Should you find yourself in a position where your practice is impeded by these factors, don’t throw in the towel! Even I don’t get to sing as often, and as boisterously, as I’d like. Progress can and will be made, even with small but focussed training sessions. And while the following are not substitutes for active, attentive disciplined training sessions, life presents plenty of opportunities for exercising on the go. Washing up, showering and driving (but your attention here should prioritise not killing people) are three such opportunities that spring to mind for singing and performing less demanding vocalisations. When I’m travelling by train, I find the engine noise drowns out other passengers’ ability to hear me casually performing some quiet, but very effective vocalises. I’m actually doing some supported humming as I write this, and I’m doing so in the corner of a cafe, next to some noisy air-conditioning. Even just mindful talking can be considered practise, since your singing voice will benefit from proper breath support and consideration of pitch level and variety.

 My own little Bat-cave, with accoutrements. For recording and mixing purposes, I’ve hung acoustic isolation panels on the walls (out of shot here), neutralising the room’s acoustic reflections. Since singing in a dead zone isn’t very inspiring, I reintroduce a little life and sparkle by setting up a live room mic feeding an amp or appropriate software with some medium-length reverb dialled in. I also use my loop pedal to instantly audition my performances and give myself feedback for self-critiquing (or just feeling awesome, depending on how on it I am).

 

If you still feel that these solutions are not enough to bridge the gaps between available workout slots, there are semi-public spaces that can be accessed for little to no cost. Local colleges may offer a space, although expect to be de-prioritised in favour of registered students. Talk to whoever runs your local community hall. These things are often out of use for big swathes of time. Even churches can sometimes accommodate this (and there you get the advantage of awesome acoustics). Live rurally? I bet there are plenty of isolated, zen-worthy spots for you to work in. What’s that? Your friend/family-member are going away and need a pet-sitter? One intensive vocal retreat coming right up!

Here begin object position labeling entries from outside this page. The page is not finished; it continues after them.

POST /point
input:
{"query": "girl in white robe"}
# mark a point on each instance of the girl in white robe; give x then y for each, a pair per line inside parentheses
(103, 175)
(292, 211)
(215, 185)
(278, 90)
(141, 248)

Still not convinced? Then find yourself someone else who wants to learn alongside you. Having a study-buddy is a great way of evening the playing field, self-consciousness-wise. Also, it’s great to have a second pair of ears handy and embarking on a project together may help reinforce mutual motivation to practise.


Remember: it’s entirely natural, even in the event that x person within hearing distance is very supportive, to feel self-conscious about vocalising. It’s a time where you’re actively and non-judgmentally exploring the frailties of your voice, and that sometimes involves making some pretty embarrassing sounds. I started serious vocal training while living in shared university accommodation that had paper-thin walls. Admittedly my co-habitors’ total lack of consideration for their own noise pollution kind of gave me license to throw caution to the wind as far as they were concerned, but it still took some guts to just go for it even when I knew I sounded ridiculous. But, and this is very important: inhibition equals note death – if you fear failing a note, then you’re anticipating it, which means you’re expecting it, which means you’re less likely to commit wholeheartedly to it, which becomes a self-fulfilling prophecy. Singing is a leap of faith, in more ways than one.


The good news is that if you bring yourself to jump that psychological hurdle, you’ll have brought yourself one big step closer to delivering the goods on stage. If you’re prepared to vocalise within hearing range of someone, you’re much better prepared to sing in front of an audience without crumbling under stage-fright.


Beyond this, what will you need? Just determination, ambition, drive, patience, perseverance, that sort of thing. Basically everything an annoying American motivational speaker ever put into nine steps.